L’ampleur prise par cette mode transforme en profondeur les stratégies de l’industrie papetière. Face à l’engouement suscité par ces articles décoratifs, des fabricants traditionnels tels que Bic ont entrepris d’adapter leurs lignes de production. Le groupe développe et commercialise désormais ses propres modèles parés de motifs graphiques et dotés d’éléments interchangeables pour séduire ce jeune public.
Dans les réseaux de distribution physique et les commerces de détail, ces stylos fantaisie représentent une manne financière particulièrement lucrative. Les articles s’écoulent en moyenne à des prix oscillant entre 1 et 3 euros l’unité. Ce positionnement tarifaire s’avère parfois jusqu’à quatre fois supérieur au montant habituellement déboursé pour l’achat d’un stylo à bille classique.
Derrière cette tarification au détail se dissimule une rentabilité industrielle considérable. Une grande partie des approvisionnements destinés au marché européen est issue d’usines manufacturières et de grossistes implantés en Chine, notamment au sein du vaste pôle commercial de Yiwu. Dans ces ateliers asiatiques, le coût de fabrication d’un stylo fantaisie ne s’élève qu’à environ 10 centimes d’euro par pièce.
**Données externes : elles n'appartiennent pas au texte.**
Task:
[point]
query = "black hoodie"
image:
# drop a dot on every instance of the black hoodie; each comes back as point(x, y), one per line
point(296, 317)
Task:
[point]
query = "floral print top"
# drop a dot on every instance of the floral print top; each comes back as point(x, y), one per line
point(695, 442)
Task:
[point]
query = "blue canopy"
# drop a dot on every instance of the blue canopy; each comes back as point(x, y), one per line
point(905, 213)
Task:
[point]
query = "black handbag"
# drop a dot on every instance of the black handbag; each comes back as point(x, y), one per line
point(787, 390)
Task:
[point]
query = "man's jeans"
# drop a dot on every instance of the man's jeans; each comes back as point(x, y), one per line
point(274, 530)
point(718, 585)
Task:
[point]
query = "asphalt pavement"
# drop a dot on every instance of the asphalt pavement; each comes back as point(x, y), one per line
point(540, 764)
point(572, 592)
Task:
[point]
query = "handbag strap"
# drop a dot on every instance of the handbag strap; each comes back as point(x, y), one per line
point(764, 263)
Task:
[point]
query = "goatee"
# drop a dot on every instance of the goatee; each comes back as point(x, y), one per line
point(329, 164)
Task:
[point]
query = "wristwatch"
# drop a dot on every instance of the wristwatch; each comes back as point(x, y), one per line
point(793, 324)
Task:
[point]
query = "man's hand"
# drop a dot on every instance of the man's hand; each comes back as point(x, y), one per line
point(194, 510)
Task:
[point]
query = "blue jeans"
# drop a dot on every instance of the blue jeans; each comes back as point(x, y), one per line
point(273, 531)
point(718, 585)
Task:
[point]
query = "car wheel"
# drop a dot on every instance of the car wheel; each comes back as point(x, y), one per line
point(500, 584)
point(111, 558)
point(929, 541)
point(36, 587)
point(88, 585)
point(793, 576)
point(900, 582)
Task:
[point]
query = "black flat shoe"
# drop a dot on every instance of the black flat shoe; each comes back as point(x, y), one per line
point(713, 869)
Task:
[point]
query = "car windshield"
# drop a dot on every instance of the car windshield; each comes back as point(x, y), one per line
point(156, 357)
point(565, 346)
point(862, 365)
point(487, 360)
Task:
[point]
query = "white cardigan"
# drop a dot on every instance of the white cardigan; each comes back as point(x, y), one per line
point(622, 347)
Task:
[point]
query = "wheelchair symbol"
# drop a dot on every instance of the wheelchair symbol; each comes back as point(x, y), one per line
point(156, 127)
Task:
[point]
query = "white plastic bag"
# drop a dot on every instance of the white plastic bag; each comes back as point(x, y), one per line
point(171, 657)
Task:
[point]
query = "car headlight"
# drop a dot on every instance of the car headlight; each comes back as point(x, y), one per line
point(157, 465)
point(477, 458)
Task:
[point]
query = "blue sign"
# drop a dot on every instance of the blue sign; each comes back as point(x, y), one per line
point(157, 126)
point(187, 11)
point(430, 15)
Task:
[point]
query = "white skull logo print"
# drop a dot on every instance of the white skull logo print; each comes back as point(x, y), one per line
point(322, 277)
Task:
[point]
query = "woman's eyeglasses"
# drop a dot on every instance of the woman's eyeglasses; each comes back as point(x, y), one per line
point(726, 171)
Des pièces de collection négociées à prix d’or
L’attrait pour ces fournitures a rapidement débordé du cadre scolaire pour investir le terrain numérique. Un marché spéculatif de revente particulièrement actif s’est structuré sur Internet, où les exemplaires les plus rares s’arrachent à des montants record. Certaines éditions limitées très recherchées dépassent ainsi les 350 euros l’unité, tandis que des collections complètes atteignent près de 580 euros lors des transactions entre particuliers.